District 4 Commissioner Rob Williamson, who rallied support for Tough Mudder among his elected colleagues, revealed to the county’s Tourist Development Council in a Dec. 1 meeting that he didn’t seek a better deal with the company.
Volunteering taxpayer dollars
“Perhaps we could have gotten them without giving them any money,” said Gallup, speaking to Williamson at the meeting.
“I didn’t negotiate with Tough Mudder. I talked with Tough Mudder and told them that I was one vote in five,” replied Williamson. He said his discussions with the company focused on gaining its cooperation with Santa Rosa hoteliers, and didn’t include any back-and-forth about the fee that the county would pay.
As reported in the Navarre Press on Dec. 3, Tough Mudder agreed to hold its events during the past year and next in at least three communities—Fulton County, Ga., Bastrop County, Texas and Galletin County, Ky.—all without being paid in public funds.
Williamson didn’t immediately respond to a reporter’s phone calls seeking comment on the lack of taxpayer dollars required by Tough Mudder in the three locales checked by the Navarre Press.
Santa Rosa County Tourism Director Julie Morgan said the communities cited by the Navarre Press are too small to be compared with our area. Further, she asserted that those locales have small tourism budgets, if any.
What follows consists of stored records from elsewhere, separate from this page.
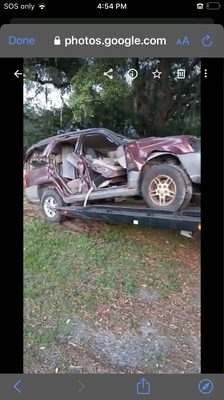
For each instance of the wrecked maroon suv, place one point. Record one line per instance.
(95, 164)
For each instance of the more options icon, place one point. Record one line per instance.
(143, 387)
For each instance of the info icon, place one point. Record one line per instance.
(181, 73)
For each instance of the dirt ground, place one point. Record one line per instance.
(166, 338)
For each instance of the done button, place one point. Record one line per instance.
(21, 41)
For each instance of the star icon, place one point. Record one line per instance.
(157, 74)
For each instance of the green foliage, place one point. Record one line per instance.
(143, 107)
(40, 123)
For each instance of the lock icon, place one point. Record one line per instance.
(57, 41)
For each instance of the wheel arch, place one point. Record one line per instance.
(158, 157)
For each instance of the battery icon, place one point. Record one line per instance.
(213, 5)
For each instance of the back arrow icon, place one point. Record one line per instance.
(17, 73)
(16, 386)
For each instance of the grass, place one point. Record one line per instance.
(67, 274)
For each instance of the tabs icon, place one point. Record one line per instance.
(57, 41)
(183, 42)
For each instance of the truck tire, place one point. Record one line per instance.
(166, 187)
(49, 200)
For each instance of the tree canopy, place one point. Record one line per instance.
(142, 107)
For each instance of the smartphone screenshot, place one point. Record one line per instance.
(112, 129)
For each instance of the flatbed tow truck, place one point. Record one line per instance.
(187, 222)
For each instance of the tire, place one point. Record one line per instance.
(166, 187)
(51, 198)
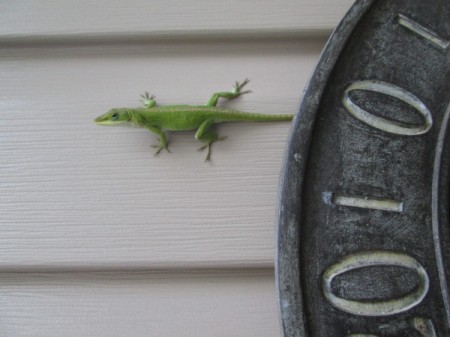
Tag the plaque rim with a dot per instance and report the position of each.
(287, 260)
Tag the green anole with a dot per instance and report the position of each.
(159, 119)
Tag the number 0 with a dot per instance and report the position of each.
(396, 127)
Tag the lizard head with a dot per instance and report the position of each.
(113, 117)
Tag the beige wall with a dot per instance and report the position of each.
(97, 236)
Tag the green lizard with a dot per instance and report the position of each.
(159, 119)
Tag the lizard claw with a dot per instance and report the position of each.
(159, 148)
(238, 86)
(148, 100)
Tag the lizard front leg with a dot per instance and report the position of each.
(205, 134)
(163, 143)
(236, 92)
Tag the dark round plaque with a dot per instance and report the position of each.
(363, 232)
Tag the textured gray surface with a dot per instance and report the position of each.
(363, 238)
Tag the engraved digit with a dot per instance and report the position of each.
(379, 308)
(424, 326)
(422, 31)
(365, 202)
(399, 128)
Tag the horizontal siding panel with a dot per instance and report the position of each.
(45, 18)
(196, 304)
(77, 195)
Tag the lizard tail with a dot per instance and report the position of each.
(238, 116)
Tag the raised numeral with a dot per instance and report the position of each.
(395, 127)
(379, 308)
(364, 202)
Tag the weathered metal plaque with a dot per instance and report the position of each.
(363, 233)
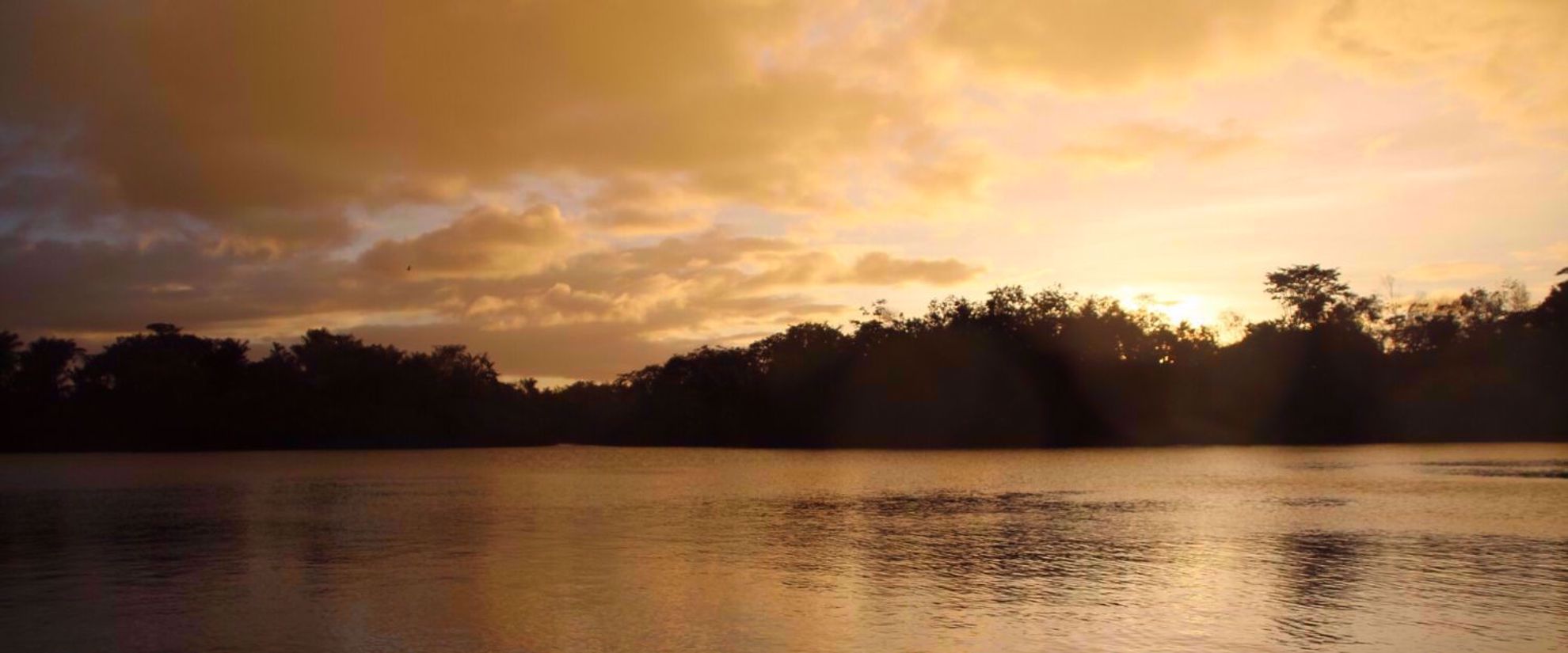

Morgan said Brevard County has hosted a Tough Mudder in the past and “to my understanding” the Space Coast Tourism Office in partnership with the City of Palm Bay paid $140,000 in cash and in-kind incentives. “I would prefer to look at them as they are a coastal destination as we are,” she added.
Morgan’s boss, Santa Rosa County Economic Development Director Shannon Ogletree also backed Williamson’s recommendation to pay Tough Mudder $80,000 from tourist bed taxes and to apply for a $30,000 grant from the Florida Sports Foundation. Obtaining the grant would require Santa Rosa County to spend $60,000 in advertising Tough Mudder.
As evidence of Tough Mudder’s economic value, Morgan said the Pensacola Sports Association has been a possible competitor for hosting the event. She said that the nonprofit group’s executive director, Ray Palmer, told her that Tough Mudder “has been calling constantly,” implying the company sought to partner with Escambia County instead of Santa Rosa.
But Palmer told Navarre Press he had never recruited Tough Mudder, and had spoken with the company mainly to suggest locales in Northwest Florida other than Escambia – including Santa Rosa.
“I don’t care where they play,” Palmer said.
He said Escambia hotels and restaurants will benefit from the Tough Mudder event in Santa Rosa without his county’s helping subsidize it.
Ogletree wrote a six-paragraph memo to county commissioners in support of the $110,000 subsidy on Nov. 6. In the last sentence he mentioned that the Tourism Development Council had voted to pay Tough Mudder only $20,000 and also to apply for the $30,000 grant.
Both Williamson and Ogletree have cited an economic impact study generated by a San Diego State University faculty member, based on a survey of 712 attendees at the one-day Tough Mudder event last March, which estimated its economic impact on Santa Rosa County at $6.1 million
“It was total malarkey,” said T.J. Goulet, a marketing consultant for the Hidden Creek Club. “Even if every hotel was full and every condo was full, and even if every restaurant in Pace and Milton was full, it would be hard to get to ($6.1 million.).” Others agree.
“There’s no way Tough Mudder brought in that kind of money,” Gallup said at the Dec. 1 TDC meeting.
Williamson didn’t defend the Tough Mudder economic impact estimate. He acknowledged to the TDC on Dec. 1 that Santa Rosa hotels weren’t “at capacity” during Tough Mudder last March. Further, he posited that after the event next April, county officials “will dig down a little deeper” into the company’s assertions about the benefits it yields for other businesses.
To be sure, the BOCC’s vote to pay $110,000 to Tough Mudder isn’t etched in stone. “There is no contract yet,” Morgan pointed out. “They are drafting one that will come to us for review, and the county attorney and ultimately, to the BOCC.”